There is rancor within parties in political debates now, and I am contrasting this to 2004.  Howard Dean was winning, but most Democrats felt he could not win the national and needed to be taken out.  It seemed easy enough, as he had some vulnerabilities, but some other candidate needed to go after him, and in that climate, they all believed it was not important to be seen as "going negative." Someone was going to have to take one for the team and destroy his own candidacy by going after Dean.  Eventually, Dick Gephardt made the sacrifice.  Dean went down, but so did he. Was 2004 unusual, or is our own era unusual?  Has their been a consistent deterioration over time, or has there always been an ebb and flow?  I am speaking only of arguments within parties, not of their comments about the other parties.

By the way, the myth has not died that Howard Dean's scream that year cost him a credible candidacy by showing him as weird or unstable.  The yell was in fact after the Iowa Caucases in which he had just been badly beaten after looking solid a month before.  He was trying to rally the troops with a sort of false energy, but only succeeded in looking ridiculous. The scream was an effect, not a cause; the cart, not the horse.


Deevs said...

Regarding security questions, I had the idea to use a specific phrase for every answer. I believe I was foiled because the answers to the two security questions has to be unique.

I like the idea of lying, though. Maybe I'll write down a list of common security questions and fabricate some answers.

J Melcher said...

I remember reading of an approach, by a person I thought very OCD, but clever.
The security prompt would be things like: "What was your mother's maiden name?" or "Your first car was what color?" and he would fill in the blanks with the first letters of the words of the prompt:
"Wwymmn" and "Yfcwwc" etc.

Which worked well until the security question was re-phrased: "What color was your first car?" and "Tell me your mother's last name at birth" ...
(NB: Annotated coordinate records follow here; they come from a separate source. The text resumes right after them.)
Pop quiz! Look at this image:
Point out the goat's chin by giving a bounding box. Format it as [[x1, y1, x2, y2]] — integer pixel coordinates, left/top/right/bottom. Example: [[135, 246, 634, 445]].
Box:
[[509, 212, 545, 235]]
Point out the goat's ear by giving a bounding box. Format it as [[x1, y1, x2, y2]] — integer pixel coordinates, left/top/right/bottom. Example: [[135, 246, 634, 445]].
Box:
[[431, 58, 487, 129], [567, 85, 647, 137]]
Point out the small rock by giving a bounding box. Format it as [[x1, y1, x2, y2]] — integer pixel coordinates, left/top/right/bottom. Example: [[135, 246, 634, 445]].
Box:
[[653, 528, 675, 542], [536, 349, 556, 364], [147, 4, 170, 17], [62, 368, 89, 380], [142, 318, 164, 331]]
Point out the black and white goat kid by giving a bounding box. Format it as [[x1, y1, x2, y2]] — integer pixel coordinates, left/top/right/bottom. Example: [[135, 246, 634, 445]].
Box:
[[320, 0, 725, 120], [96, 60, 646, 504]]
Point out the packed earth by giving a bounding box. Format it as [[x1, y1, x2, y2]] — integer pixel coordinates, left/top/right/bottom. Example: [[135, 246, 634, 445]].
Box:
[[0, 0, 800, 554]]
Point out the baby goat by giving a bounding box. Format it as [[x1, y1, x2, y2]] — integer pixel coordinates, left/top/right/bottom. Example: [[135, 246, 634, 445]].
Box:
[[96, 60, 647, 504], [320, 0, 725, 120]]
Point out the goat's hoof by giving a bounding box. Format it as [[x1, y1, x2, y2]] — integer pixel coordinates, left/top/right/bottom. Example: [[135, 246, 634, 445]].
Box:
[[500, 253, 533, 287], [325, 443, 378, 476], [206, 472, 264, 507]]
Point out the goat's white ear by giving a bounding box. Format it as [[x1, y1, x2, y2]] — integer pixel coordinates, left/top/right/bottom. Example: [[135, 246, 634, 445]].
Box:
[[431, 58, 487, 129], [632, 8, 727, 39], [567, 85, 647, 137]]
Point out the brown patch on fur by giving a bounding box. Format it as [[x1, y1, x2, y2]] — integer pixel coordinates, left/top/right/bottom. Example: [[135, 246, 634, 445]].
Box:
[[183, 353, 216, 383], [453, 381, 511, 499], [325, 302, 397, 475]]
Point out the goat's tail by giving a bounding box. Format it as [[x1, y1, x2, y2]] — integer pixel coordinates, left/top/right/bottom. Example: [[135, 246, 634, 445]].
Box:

You have heard the joke about the person instructed to create a password with at least eight characters with one capital who chose "DonaldDaisyMickyMinnieHueyLouieDeweyGoofySacramento" ?

james said...

"Always believed but never right." The first place I'd look for candidates is newspaper/TV editorialists. They have to crank out opinions come rain or shine, , and have the position of authority to be believed.

"the people who live there have to give an opinion once a week or once a day, or else Mr. Mammon would soon cut off their food."

"Newspapers pay the penalty of the blind idolatry of speed. They go so fast that they never notice anything; and they have to make up their minds so quickly that they never make them up at all."

Donna B. said...

I have a list of questions and answers for security questions. It's all lies and it's handwritten. For example, one of my answers for car questions is the license plate number of a car I was stuck behind in a traffic jam some years ago.

Christopher B said...

Dean Scream - I think you're treating the Iowa caucus as far too predictive. Their track record is mixed with only about half of the winners of contested races being the eventual nominee. Trump placed second in 2016, McCain came in third in 2008, and Bill Clinton came in fourth (behind Uncommitted!) in 1992. Dean certainly had the possibility of recovery but the scream was a handy hook for the narrative of failing candidate flailing about under adversity.

John Holton said...

I treat the security questions like any other password: I let LastPass generate a string of nonsense characters and save the answers in the LastPass memo field. Works like a charm.

Assistant Village Idiot said...

James, I had forgotten that Lewis had weighed in on that topic

Donna B. said...

John Holton -- I tried one of the password thingies like that once and I couldn't get over the fact that my passwords were "saved" somewhere I didn't control. My 'system' takes more time and thought, but it is not saved on some server in whereverland that could be hacked.